CHP Genel Başkan Yardımcısı Umut Oran, kuraklığın tarımda yol açtığı felakete karşı AK Parti hükümetinin önlem almadığını ve enerjide de aynı tavrı sürdürdüğünü vurgulayarak, "Konuyla ilgili iki bakan sorumsuzca, gayriciddi açıklamalarla adeta tuluat yapıyor, Karagöz-Hacivat oyunu oynuyor, kafa karıştırıyor" dedi.

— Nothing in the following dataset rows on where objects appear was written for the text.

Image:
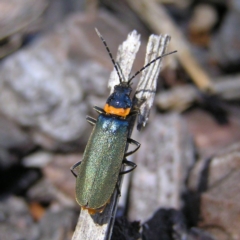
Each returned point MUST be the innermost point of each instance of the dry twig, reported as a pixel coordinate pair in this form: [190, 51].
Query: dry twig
[156, 17]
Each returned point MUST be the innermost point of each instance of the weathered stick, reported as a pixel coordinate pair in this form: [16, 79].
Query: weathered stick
[156, 17]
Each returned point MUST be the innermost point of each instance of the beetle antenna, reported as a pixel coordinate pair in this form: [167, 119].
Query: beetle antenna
[120, 70]
[147, 65]
[110, 54]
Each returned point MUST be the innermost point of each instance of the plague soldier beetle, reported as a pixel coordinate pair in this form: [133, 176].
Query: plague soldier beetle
[104, 154]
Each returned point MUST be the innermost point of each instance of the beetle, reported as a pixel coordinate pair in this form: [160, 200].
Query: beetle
[105, 151]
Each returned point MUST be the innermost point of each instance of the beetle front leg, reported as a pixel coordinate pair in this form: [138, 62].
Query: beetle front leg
[73, 167]
[98, 109]
[131, 141]
[91, 120]
[128, 163]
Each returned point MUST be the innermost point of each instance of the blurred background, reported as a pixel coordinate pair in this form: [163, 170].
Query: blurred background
[54, 69]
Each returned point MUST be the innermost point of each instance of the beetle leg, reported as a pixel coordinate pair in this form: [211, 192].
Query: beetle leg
[98, 109]
[133, 113]
[91, 120]
[118, 189]
[128, 163]
[73, 167]
[129, 140]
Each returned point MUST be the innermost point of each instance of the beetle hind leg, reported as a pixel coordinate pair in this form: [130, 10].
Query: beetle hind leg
[128, 163]
[131, 141]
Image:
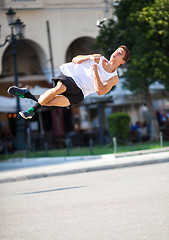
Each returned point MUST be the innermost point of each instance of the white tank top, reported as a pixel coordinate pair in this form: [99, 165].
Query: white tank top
[83, 76]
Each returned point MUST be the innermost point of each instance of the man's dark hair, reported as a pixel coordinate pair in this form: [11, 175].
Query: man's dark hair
[127, 53]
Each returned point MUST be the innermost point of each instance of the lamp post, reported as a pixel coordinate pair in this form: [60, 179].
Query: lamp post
[17, 33]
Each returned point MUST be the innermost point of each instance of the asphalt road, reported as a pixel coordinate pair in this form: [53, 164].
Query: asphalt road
[120, 204]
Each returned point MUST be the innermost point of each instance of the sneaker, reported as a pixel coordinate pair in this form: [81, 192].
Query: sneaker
[20, 92]
[27, 114]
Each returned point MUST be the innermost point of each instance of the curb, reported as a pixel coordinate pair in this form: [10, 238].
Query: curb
[90, 157]
[84, 169]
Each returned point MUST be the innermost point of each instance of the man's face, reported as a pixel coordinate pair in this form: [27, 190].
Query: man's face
[117, 56]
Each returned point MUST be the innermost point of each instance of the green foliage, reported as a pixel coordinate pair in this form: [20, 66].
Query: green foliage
[144, 27]
[119, 125]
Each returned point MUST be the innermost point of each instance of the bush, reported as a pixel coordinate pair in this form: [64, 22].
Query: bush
[119, 125]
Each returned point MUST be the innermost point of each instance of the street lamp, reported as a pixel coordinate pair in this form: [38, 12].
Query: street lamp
[17, 33]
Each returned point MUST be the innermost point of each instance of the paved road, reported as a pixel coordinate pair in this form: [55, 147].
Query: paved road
[120, 204]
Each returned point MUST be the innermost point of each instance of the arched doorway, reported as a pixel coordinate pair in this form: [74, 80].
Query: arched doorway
[30, 59]
[82, 45]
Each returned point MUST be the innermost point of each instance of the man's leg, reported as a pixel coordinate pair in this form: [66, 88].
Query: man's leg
[46, 98]
[21, 92]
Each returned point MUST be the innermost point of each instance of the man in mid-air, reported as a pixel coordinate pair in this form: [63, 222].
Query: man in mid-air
[86, 74]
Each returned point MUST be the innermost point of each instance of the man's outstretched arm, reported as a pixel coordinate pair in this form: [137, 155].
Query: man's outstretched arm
[81, 58]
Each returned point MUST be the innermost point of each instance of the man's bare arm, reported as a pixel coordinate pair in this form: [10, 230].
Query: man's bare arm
[81, 58]
[103, 88]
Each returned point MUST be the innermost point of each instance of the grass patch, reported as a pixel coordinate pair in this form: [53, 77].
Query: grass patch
[84, 151]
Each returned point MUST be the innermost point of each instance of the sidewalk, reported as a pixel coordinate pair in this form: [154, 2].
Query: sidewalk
[26, 168]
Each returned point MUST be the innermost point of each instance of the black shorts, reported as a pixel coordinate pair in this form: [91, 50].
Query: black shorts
[73, 92]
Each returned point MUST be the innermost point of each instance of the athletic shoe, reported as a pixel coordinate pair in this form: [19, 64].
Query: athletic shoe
[27, 114]
[20, 92]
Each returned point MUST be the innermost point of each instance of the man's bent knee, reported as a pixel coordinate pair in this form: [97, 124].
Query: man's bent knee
[60, 86]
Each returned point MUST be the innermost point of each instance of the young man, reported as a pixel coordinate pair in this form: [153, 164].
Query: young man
[86, 74]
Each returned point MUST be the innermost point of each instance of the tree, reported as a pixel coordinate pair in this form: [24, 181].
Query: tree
[143, 27]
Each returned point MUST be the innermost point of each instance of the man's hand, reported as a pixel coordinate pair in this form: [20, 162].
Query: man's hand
[93, 68]
[95, 58]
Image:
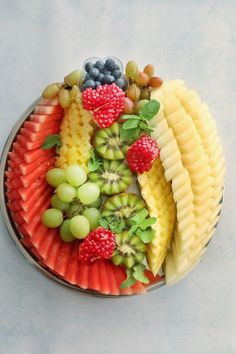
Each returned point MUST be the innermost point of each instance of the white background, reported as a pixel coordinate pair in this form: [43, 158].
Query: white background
[40, 42]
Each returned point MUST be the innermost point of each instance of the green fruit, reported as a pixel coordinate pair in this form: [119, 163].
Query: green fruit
[88, 193]
[130, 250]
[108, 143]
[52, 218]
[59, 204]
[97, 203]
[75, 175]
[75, 208]
[112, 177]
[79, 226]
[122, 207]
[92, 214]
[65, 232]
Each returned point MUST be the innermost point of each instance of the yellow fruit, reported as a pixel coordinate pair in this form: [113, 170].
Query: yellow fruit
[157, 193]
[76, 131]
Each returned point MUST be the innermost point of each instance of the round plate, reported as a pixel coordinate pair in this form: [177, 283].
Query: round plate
[11, 227]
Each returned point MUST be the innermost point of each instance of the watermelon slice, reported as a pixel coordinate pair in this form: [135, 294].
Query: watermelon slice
[47, 110]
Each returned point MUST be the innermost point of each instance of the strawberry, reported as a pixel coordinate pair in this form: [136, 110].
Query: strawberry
[99, 244]
[106, 103]
[142, 154]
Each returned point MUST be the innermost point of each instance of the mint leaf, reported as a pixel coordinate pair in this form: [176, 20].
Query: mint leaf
[149, 110]
[129, 281]
[146, 223]
[132, 123]
[138, 273]
[51, 141]
[103, 222]
[146, 236]
[130, 116]
[140, 216]
[94, 162]
[130, 134]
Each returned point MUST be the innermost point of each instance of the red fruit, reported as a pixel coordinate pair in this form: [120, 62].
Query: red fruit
[99, 244]
[106, 102]
[142, 154]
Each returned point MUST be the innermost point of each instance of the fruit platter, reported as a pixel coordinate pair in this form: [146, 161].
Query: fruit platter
[112, 181]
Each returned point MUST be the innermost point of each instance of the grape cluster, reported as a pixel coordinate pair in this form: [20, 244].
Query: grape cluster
[140, 85]
[74, 204]
[103, 72]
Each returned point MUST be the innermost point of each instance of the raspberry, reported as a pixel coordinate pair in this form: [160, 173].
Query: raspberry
[99, 244]
[142, 154]
[106, 102]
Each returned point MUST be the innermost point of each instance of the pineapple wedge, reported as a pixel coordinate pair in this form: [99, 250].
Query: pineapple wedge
[197, 160]
[157, 193]
[76, 131]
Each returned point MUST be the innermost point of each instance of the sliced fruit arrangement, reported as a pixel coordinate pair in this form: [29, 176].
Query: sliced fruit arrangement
[185, 133]
[73, 168]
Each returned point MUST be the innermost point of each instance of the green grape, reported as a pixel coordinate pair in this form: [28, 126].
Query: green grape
[79, 226]
[149, 70]
[65, 233]
[73, 78]
[64, 97]
[75, 208]
[55, 176]
[88, 193]
[97, 203]
[129, 105]
[66, 192]
[92, 214]
[52, 218]
[133, 92]
[138, 105]
[141, 79]
[131, 69]
[75, 175]
[57, 203]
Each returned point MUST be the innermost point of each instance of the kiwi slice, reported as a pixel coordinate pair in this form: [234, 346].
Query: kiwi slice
[108, 143]
[122, 207]
[112, 177]
[130, 250]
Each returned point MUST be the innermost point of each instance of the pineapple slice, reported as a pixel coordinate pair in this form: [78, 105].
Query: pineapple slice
[76, 131]
[157, 193]
[198, 145]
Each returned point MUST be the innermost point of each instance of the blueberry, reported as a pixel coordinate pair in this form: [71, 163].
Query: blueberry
[116, 73]
[87, 84]
[106, 72]
[100, 77]
[110, 64]
[99, 65]
[109, 79]
[88, 66]
[97, 83]
[122, 83]
[94, 72]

CHP Genel Başkan Yardımcısı Oran kuraklık ve yaklaşan enerji krizine dair saptama ve önerilerinden oluşan yaptığı açıklamada, Türkiye'nin bu yıl eşi görülmemiş bir kuraklık felaketi ile karşı karşıya olduğunu belirterek, "Kuraklık, Türkiye'yi enerjide de krizle karşı karşıya bıraktı. Barajları besleyen su miktarı yaklaşık yüzde 60 azaldı. HES'ler kuruyor. Elektrik açığını kapatmak için ithalata başvurulacak, doğalgaz santrallerine ağırlık verilecek, bu durum nükleer santral için de bahane yapılacak" ifadelerine yer verdi.

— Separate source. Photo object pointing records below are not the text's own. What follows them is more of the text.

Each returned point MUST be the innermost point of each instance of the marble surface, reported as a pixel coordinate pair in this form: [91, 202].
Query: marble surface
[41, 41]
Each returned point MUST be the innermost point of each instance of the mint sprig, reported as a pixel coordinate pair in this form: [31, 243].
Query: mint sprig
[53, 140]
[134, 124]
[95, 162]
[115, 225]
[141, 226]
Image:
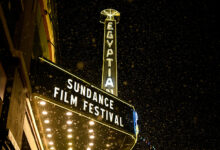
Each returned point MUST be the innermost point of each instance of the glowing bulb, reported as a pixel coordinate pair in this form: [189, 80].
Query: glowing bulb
[69, 130]
[42, 103]
[69, 122]
[91, 131]
[49, 135]
[69, 113]
[46, 121]
[91, 123]
[44, 112]
[51, 143]
[91, 144]
[48, 129]
[91, 136]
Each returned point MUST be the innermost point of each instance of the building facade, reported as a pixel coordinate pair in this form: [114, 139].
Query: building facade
[26, 32]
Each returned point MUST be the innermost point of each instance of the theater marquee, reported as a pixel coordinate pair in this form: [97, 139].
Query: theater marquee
[60, 87]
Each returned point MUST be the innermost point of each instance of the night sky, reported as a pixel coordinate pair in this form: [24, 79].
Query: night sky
[167, 64]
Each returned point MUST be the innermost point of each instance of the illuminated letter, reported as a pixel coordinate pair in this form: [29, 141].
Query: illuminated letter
[109, 82]
[65, 96]
[110, 90]
[109, 43]
[96, 110]
[73, 100]
[106, 103]
[109, 26]
[103, 110]
[111, 104]
[76, 87]
[109, 35]
[100, 99]
[88, 93]
[90, 108]
[69, 86]
[82, 90]
[95, 96]
[116, 120]
[109, 72]
[56, 89]
[109, 52]
[109, 61]
[85, 105]
[61, 95]
[121, 122]
[110, 116]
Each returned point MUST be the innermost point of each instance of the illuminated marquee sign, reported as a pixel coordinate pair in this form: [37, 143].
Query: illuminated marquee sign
[60, 87]
[109, 74]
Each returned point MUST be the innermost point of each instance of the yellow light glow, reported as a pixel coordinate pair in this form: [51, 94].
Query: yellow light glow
[51, 143]
[69, 130]
[91, 144]
[69, 122]
[42, 103]
[69, 136]
[49, 135]
[44, 112]
[91, 131]
[46, 121]
[69, 113]
[48, 129]
[91, 136]
[37, 96]
[91, 123]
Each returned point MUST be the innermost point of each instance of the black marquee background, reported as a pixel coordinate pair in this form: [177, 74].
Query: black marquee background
[167, 64]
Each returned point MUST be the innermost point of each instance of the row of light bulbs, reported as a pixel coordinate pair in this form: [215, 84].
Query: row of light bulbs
[69, 130]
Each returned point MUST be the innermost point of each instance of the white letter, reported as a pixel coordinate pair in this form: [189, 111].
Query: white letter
[65, 96]
[109, 35]
[103, 110]
[73, 100]
[95, 96]
[56, 89]
[109, 82]
[109, 26]
[121, 122]
[116, 120]
[100, 99]
[109, 52]
[109, 43]
[109, 61]
[69, 86]
[82, 90]
[106, 104]
[96, 110]
[110, 116]
[88, 93]
[90, 108]
[111, 104]
[85, 105]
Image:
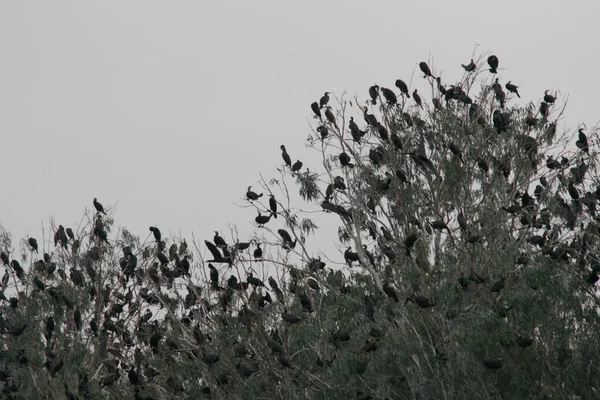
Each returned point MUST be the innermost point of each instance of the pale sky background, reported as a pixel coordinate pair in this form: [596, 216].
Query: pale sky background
[172, 108]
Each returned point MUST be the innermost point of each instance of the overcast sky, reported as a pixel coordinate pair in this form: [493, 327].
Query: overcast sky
[172, 108]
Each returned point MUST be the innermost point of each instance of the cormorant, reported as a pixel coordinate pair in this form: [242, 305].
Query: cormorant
[493, 63]
[250, 195]
[389, 95]
[156, 232]
[425, 69]
[315, 107]
[373, 91]
[582, 143]
[257, 252]
[401, 85]
[417, 98]
[285, 156]
[500, 95]
[324, 100]
[219, 241]
[345, 160]
[262, 219]
[469, 67]
[297, 166]
[330, 116]
[273, 206]
[33, 243]
[99, 207]
[512, 88]
[548, 98]
[323, 131]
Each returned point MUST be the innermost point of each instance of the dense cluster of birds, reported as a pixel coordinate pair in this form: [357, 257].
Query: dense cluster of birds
[391, 148]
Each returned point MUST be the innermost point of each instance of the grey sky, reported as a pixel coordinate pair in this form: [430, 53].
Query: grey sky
[172, 108]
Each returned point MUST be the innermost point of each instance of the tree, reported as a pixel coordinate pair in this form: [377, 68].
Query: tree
[469, 235]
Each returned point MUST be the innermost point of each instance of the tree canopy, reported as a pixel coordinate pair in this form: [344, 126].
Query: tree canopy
[467, 267]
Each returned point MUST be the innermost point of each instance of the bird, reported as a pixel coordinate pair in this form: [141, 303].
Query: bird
[389, 95]
[273, 206]
[156, 232]
[582, 142]
[373, 92]
[469, 67]
[297, 166]
[401, 85]
[417, 98]
[330, 117]
[99, 207]
[548, 98]
[425, 69]
[219, 241]
[258, 252]
[315, 107]
[493, 63]
[33, 243]
[512, 88]
[250, 195]
[324, 100]
[285, 156]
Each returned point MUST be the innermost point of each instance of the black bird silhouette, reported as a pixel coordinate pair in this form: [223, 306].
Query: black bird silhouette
[156, 232]
[297, 166]
[582, 142]
[330, 117]
[373, 92]
[401, 85]
[512, 88]
[417, 98]
[285, 156]
[98, 206]
[219, 241]
[469, 67]
[493, 63]
[33, 243]
[273, 206]
[324, 100]
[257, 252]
[425, 69]
[389, 95]
[548, 98]
[250, 195]
[262, 219]
[315, 107]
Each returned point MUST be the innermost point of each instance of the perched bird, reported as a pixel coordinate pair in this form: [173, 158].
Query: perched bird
[250, 195]
[258, 252]
[401, 85]
[315, 107]
[389, 95]
[417, 98]
[33, 243]
[425, 69]
[324, 100]
[582, 142]
[273, 206]
[219, 241]
[469, 67]
[156, 232]
[548, 98]
[493, 63]
[99, 207]
[373, 92]
[297, 166]
[285, 156]
[330, 117]
[512, 88]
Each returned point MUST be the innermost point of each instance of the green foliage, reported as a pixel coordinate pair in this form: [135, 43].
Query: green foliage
[469, 272]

-"BAKAN EROĞLU, "İSTANBUL'DA SU KESİLİRSE BIYIKLARIMI KESERİM' DİYE İDDİAYA GİRİYOR"-
Kuraklığın tarımda yol açtığı felakete karşı AK Parti hükümetinin önlem almadığını, enerjide de aynı tavrı sürdürdüğünün altını çizerek, "Konuyla ilgili iki bakan sorumsuzca, gayriciddi açıklamalarla adeta tuluat yapıyor, Karagöz-Hacivat oyunu oynuyor, kafa karıştırıyor. Enerji Bakanı Taner Yıldız, elektrik üretimi düşecek diyor, "İran ve Gürcistan'dan ithalat' diyor. Orman ve Su İşleri Bakanı Veysel Eroğlu ise tersini savunuyor; su sıkıntısı olmayacağını iddia ederek "Barajlar dolu, istenen oranda enerji üretilebilir" diyor. Büyükşehirlerde içme suyu sıkıntısı yaşanmayacağını da savunan Eroğlu, "İstanbul'da su kesilirse bıyıklarımı keserim' diye iddiaya giriyor" dedi.

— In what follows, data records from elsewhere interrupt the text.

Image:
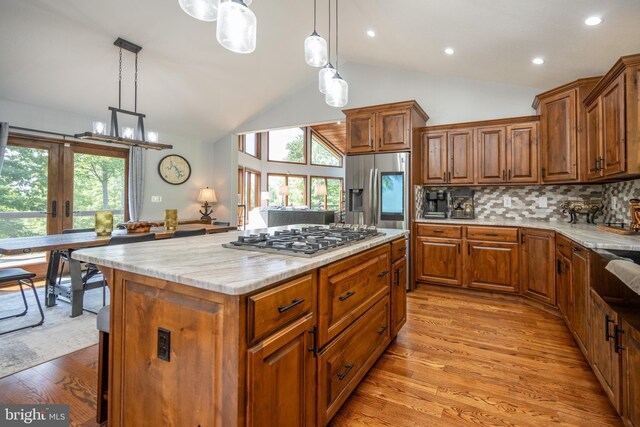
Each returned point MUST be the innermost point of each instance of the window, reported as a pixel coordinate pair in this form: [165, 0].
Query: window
[287, 145]
[249, 144]
[297, 189]
[333, 200]
[323, 153]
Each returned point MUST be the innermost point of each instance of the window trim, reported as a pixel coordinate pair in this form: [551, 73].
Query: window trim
[242, 147]
[326, 197]
[304, 150]
[329, 146]
[286, 182]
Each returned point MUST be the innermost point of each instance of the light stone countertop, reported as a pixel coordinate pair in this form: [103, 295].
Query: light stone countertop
[586, 235]
[201, 261]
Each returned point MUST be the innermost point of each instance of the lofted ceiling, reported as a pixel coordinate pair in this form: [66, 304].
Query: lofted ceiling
[59, 54]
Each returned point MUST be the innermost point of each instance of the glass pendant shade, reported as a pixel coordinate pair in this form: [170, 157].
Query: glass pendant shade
[324, 77]
[337, 92]
[315, 50]
[236, 28]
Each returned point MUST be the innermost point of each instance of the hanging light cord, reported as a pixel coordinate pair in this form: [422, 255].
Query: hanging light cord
[120, 81]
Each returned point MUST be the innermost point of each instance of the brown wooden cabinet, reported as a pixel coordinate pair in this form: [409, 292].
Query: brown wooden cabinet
[281, 380]
[439, 260]
[605, 357]
[537, 266]
[383, 128]
[398, 295]
[562, 119]
[488, 152]
[631, 373]
[580, 297]
[491, 266]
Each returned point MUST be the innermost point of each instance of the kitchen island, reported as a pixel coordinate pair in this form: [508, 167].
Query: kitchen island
[205, 335]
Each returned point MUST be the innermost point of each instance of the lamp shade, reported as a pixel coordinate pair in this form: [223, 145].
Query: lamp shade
[236, 28]
[321, 190]
[207, 195]
[315, 50]
[283, 191]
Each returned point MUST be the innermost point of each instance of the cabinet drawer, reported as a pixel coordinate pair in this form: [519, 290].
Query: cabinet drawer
[398, 249]
[492, 234]
[269, 310]
[437, 230]
[346, 360]
[563, 245]
[348, 288]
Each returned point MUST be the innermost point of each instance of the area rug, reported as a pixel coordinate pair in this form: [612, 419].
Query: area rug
[57, 336]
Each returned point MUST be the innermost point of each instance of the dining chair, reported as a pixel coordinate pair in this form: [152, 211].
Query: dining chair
[189, 233]
[22, 277]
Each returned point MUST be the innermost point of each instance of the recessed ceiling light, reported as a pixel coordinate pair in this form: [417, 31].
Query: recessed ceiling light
[593, 20]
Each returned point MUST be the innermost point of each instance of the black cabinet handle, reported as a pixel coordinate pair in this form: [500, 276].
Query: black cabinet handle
[607, 320]
[616, 339]
[346, 371]
[294, 302]
[347, 295]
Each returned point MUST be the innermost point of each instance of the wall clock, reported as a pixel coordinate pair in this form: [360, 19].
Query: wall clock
[174, 169]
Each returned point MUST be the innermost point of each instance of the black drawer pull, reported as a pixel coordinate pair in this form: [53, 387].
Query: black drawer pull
[347, 295]
[346, 371]
[294, 302]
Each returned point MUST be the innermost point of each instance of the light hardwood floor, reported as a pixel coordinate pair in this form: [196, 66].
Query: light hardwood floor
[461, 359]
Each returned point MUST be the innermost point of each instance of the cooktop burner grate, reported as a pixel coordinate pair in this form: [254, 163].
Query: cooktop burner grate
[305, 241]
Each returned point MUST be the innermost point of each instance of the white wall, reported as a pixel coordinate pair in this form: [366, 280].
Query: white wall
[181, 197]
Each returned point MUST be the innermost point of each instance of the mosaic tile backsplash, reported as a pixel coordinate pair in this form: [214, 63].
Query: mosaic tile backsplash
[489, 201]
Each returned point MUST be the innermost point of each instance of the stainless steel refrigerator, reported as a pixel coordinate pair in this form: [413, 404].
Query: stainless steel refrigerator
[378, 191]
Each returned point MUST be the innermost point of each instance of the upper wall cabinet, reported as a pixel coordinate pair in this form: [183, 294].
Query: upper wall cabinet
[383, 128]
[501, 151]
[613, 137]
[562, 123]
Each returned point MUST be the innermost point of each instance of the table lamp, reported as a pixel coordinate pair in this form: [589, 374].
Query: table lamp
[284, 192]
[320, 190]
[205, 196]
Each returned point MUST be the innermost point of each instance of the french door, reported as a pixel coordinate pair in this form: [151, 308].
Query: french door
[47, 186]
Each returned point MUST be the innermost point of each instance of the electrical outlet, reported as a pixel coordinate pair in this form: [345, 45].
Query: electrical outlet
[542, 202]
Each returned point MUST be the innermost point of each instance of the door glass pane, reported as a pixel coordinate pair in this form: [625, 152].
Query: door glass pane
[23, 197]
[98, 184]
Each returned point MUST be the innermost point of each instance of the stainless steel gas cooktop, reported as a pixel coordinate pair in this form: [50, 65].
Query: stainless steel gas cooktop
[305, 241]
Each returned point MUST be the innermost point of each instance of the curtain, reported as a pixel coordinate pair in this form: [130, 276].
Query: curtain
[4, 136]
[136, 182]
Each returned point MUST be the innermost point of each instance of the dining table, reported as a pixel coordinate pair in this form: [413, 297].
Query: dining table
[59, 245]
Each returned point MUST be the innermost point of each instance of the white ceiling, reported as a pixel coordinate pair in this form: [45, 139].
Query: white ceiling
[59, 54]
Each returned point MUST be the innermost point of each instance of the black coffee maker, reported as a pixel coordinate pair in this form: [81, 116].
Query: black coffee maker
[435, 204]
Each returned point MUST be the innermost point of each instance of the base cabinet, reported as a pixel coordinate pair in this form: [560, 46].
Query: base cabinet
[281, 374]
[537, 272]
[631, 374]
[605, 356]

-"AKP CİDDİ ÖNLEMLER ALMA İHTİYACI DUYMUYOR"-
Oran, enerjide bir yandan talebin karşılanması riske girerken diğer yandan da zam baskısının giderek arttığına dikkat çekerek, şu ifadeleri kullandı:
"AKP hükümetinin plansız elektrik politikaları nedeniyle tüketiciler bu yıl zor bir yaz geçirecek. AKP hükümetinin ne kuraklıkla mücadele eylem planı var ne enerji tasarruf planı ne de enerjide arz güvenliği ve ülke yararını gözeten planlı enerji politikaları Enerji alanındaki sorunların çözümü için hükümet, sivil toplum kuruluşları, özel sektör, üniversiteler, meslek birlikleri ve ilgili diğer tüm kuruluşlarla koordinasyonu sağlayarak hem uzun vadeli planlar oluşturmalı, hem de kuraklık nedeniyle ufukta beliren krize karşı kısa vadeli önlemler için hızla harekete geçmelidir. Türkiye tarımını vuran kuraklık felaketi, enerjide de ülkeyi krizin eşiğine getirirken, AKP hükümeti bu konuda da ciddi önlemler alma ihtiyacı duymuyor. Hükümetin ilgili bakanları bu konuda kolaycı ve sorumsuz açıklamalarla kafa karıştırıyor, birbirini çürüten ifadelerle adeta Karagöz-Hacivat oyunu oynuyor. Kış mevsiminde kar ve yağmurun yeterince yağmaması yanında, mevcut suyun plansız kullanımı Türkiye'yi elektrikte de bir krizle karşı karşıya bıraktı."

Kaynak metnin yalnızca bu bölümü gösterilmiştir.